The exhibit extends through three rooms on two different floors; part of it is in the Main Reading Room of the Starr Library, which is open all day during the academic term, but the other two rooms are open only M-F 9AM - 1PM. Curated by Prof. Gregory M. Pflugfelder, who deserves a Nobel prize for his Godzilla scholarship, it'll run through May 15, and the good Prof. Pflugfelder (is that a made-up name?) is organizing a Godzilla symposium on December 4th. A Godzilla symposium?!? Could we possibly live in a better world?
more info:
http://www.columbia.edu/cu/ealac/dkc/calendar/godzilla/

Film Forum
STILL, THE CHILDREN ARE HERE (2004, US)
A documentary about rice farmers in Northeastern India. These guys live in virtual isolation, practicing agricultural traditions that are thousands of years old, and don't you just want to fall asleep at this description? However, despite some critical carping about a lack of "social political and economic peril" (from the Village Voice, natch) everyone's saying that this is a surprisingly frank antidote to the "Kumbaya" portrait of indigenous people usually painted by documentarians. Sexually frank, gossipy as an episode of THE OC, and just as socially sophisticated as those of us who have computers and watch DVDs, the inhabitants of Meghalaya come across as real people, not brown-skinned avatars of wonderful nature.
And Mira Nair (she produced it) and director Dinaz Stafford will be present at the Friday, Nov. 5, 8:20 show.
Read reviews:
http://movies2.nytimes.com/gst/movies/movie.html?v_id=315965
(wait a minute, why the New York Times? Because it has a great review of this movie. And you can avoid the whole, pesky "Free Registration" at the Times by going to http://www.bugmenot.com/ - if the first password they give you doesn't work, try again)

ImaginAsian Theater
(239 East 59th Street, btwn 2nd and 3rd Avenues)
Benefit screenings for the Vietnam Association for Victims of Agent Orange
Tuesday, Nov. 9 @ 6PM
Documentaries and speakers talk about the effects of Agent Orange on Vietnam. Money goes to a good cause, and you're not going to catch me cracking any jokes about this one.
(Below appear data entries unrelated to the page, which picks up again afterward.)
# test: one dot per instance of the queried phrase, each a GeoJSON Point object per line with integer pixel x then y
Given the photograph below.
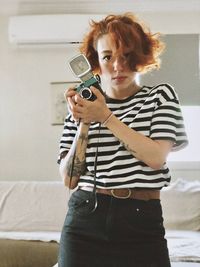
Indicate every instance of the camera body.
{"type": "Point", "coordinates": [84, 88]}
{"type": "Point", "coordinates": [80, 66]}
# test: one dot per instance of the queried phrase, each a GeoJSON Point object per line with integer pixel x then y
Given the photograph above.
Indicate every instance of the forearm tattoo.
{"type": "Point", "coordinates": [75, 168]}
{"type": "Point", "coordinates": [127, 147]}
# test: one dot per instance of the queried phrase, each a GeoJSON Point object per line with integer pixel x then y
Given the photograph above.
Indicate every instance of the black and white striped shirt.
{"type": "Point", "coordinates": [154, 112]}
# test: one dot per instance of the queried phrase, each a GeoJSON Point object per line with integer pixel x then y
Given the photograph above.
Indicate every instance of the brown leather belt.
{"type": "Point", "coordinates": [124, 193]}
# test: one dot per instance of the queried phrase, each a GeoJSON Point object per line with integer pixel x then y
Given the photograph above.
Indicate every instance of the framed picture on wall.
{"type": "Point", "coordinates": [59, 108]}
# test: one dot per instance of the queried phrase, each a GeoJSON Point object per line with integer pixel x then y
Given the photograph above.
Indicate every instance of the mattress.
{"type": "Point", "coordinates": [184, 246]}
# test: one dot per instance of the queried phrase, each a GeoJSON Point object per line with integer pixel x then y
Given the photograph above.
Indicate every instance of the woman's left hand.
{"type": "Point", "coordinates": [92, 111]}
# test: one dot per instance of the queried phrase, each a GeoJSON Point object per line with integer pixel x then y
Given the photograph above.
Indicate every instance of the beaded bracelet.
{"type": "Point", "coordinates": [106, 121]}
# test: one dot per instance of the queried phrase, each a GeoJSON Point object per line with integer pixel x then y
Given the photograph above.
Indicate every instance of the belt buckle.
{"type": "Point", "coordinates": [121, 197]}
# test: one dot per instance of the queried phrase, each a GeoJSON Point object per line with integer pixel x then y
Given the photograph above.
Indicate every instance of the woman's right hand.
{"type": "Point", "coordinates": [69, 95]}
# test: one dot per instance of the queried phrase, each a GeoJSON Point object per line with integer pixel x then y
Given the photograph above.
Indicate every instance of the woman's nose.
{"type": "Point", "coordinates": [118, 64]}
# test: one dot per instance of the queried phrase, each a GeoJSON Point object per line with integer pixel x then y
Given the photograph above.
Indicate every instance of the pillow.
{"type": "Point", "coordinates": [181, 205]}
{"type": "Point", "coordinates": [32, 206]}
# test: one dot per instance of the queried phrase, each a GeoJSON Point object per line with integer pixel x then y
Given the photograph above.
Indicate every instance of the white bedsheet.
{"type": "Point", "coordinates": [184, 245]}
{"type": "Point", "coordinates": [41, 236]}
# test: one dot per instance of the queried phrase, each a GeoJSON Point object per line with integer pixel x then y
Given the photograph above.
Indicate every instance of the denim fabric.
{"type": "Point", "coordinates": [118, 233]}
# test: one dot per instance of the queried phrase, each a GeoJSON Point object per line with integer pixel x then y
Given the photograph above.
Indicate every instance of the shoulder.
{"type": "Point", "coordinates": [164, 90]}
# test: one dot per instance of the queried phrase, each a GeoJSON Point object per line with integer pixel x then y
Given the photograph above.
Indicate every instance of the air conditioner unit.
{"type": "Point", "coordinates": [49, 29]}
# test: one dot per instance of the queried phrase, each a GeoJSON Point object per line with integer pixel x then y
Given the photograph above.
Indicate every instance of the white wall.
{"type": "Point", "coordinates": [28, 141]}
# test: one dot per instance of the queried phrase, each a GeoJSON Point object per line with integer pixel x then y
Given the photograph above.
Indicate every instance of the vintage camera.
{"type": "Point", "coordinates": [80, 66]}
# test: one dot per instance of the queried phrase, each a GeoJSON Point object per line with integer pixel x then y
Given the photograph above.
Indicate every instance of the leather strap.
{"type": "Point", "coordinates": [125, 193]}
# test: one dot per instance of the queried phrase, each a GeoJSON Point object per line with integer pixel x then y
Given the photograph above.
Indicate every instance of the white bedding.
{"type": "Point", "coordinates": [184, 246]}
{"type": "Point", "coordinates": [41, 236]}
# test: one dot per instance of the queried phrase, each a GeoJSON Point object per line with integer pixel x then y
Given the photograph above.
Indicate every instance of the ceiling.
{"type": "Point", "coordinates": [25, 7]}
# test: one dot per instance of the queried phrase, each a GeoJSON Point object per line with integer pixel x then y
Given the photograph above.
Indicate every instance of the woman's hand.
{"type": "Point", "coordinates": [86, 110]}
{"type": "Point", "coordinates": [70, 98]}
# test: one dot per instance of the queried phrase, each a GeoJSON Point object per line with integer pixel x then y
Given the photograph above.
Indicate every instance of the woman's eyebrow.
{"type": "Point", "coordinates": [106, 51]}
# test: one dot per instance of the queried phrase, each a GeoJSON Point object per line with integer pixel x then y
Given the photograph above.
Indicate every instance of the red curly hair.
{"type": "Point", "coordinates": [128, 34]}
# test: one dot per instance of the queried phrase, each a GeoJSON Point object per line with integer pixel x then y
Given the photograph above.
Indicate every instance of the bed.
{"type": "Point", "coordinates": [32, 214]}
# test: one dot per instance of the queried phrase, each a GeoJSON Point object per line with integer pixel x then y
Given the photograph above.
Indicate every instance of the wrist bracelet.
{"type": "Point", "coordinates": [106, 121]}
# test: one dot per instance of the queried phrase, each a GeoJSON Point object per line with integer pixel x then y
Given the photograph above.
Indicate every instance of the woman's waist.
{"type": "Point", "coordinates": [125, 193]}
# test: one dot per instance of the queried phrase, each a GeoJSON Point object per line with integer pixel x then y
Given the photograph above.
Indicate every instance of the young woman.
{"type": "Point", "coordinates": [117, 153]}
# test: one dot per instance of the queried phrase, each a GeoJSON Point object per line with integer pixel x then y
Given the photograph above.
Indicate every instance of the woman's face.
{"type": "Point", "coordinates": [114, 69]}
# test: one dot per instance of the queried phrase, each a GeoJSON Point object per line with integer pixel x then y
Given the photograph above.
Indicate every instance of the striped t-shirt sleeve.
{"type": "Point", "coordinates": [167, 121]}
{"type": "Point", "coordinates": [68, 134]}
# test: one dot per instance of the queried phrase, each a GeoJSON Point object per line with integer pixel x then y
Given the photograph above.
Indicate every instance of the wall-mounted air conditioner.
{"type": "Point", "coordinates": [49, 29]}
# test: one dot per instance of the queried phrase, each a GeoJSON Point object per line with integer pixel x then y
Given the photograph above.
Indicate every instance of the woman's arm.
{"type": "Point", "coordinates": [152, 152]}
{"type": "Point", "coordinates": [73, 164]}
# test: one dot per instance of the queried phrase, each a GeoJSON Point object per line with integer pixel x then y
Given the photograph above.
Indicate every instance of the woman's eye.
{"type": "Point", "coordinates": [107, 57]}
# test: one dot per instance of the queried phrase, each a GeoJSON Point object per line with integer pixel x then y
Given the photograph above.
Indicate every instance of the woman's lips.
{"type": "Point", "coordinates": [119, 78]}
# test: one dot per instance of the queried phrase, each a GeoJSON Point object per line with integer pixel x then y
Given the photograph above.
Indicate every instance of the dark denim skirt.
{"type": "Point", "coordinates": [117, 233]}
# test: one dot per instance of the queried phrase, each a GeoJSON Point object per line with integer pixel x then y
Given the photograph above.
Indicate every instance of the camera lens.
{"type": "Point", "coordinates": [86, 93]}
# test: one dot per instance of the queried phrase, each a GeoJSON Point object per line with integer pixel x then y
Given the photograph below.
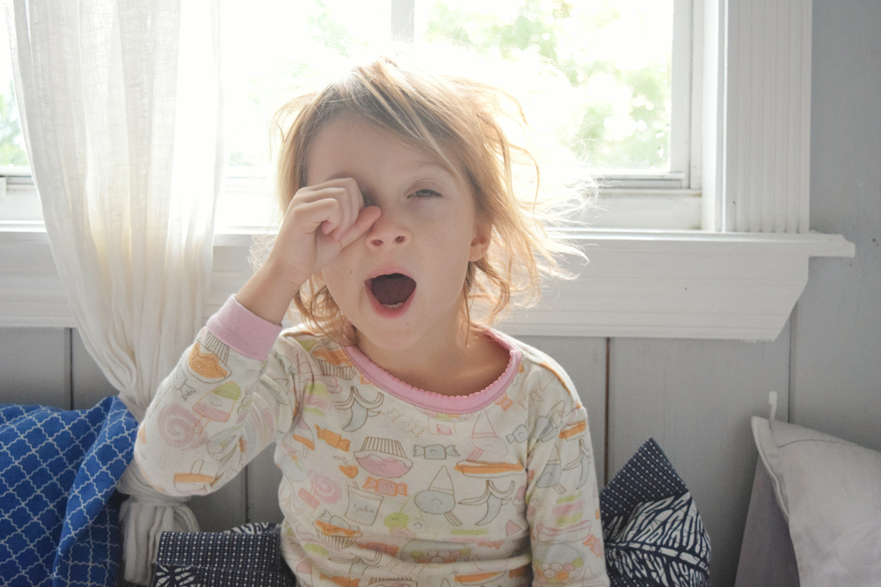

MAGNIFICO (Philippines, 2004, 122 minutes)
Friday is the last day for this Philippino melodrama.
Read a review:
http://www.proudphilippines.com/films.php



TOKYO PLASTIC (2004, USA)
Friday Nov. 5 @ 7PM, additional shows Nov. 6 and 7th
US director Adario Strange (the ad proclaims that he's the director of "THE NYU SUICIDES" - did he orchestrate them? I thought it was just a sad case of some kids killing themselves, not a performance piece) shot this movie in Tokyo and the actors are Japanese. It's all about shut-ins who are called hikikomori's and how one of them targets a pretty girl and she is "swept up into a web of fear and crime...that could ultimately destroy her." That happened to me last week and it's not as bad as it sounds. Some info and the trailer here:
http://www.tokyonyc.com/hikikomori.html

Japan Society
SUSAN SONTAG ON JAPANESE FILM, PART 2
October 15 - December 17
Curated by brainiac, Susan Sontag, this series of hand-picked (like cherries and apples) Japanese classics features some stand-out films and some of the same-old same-old. The last time she did this it was successful. Will it be a winner again?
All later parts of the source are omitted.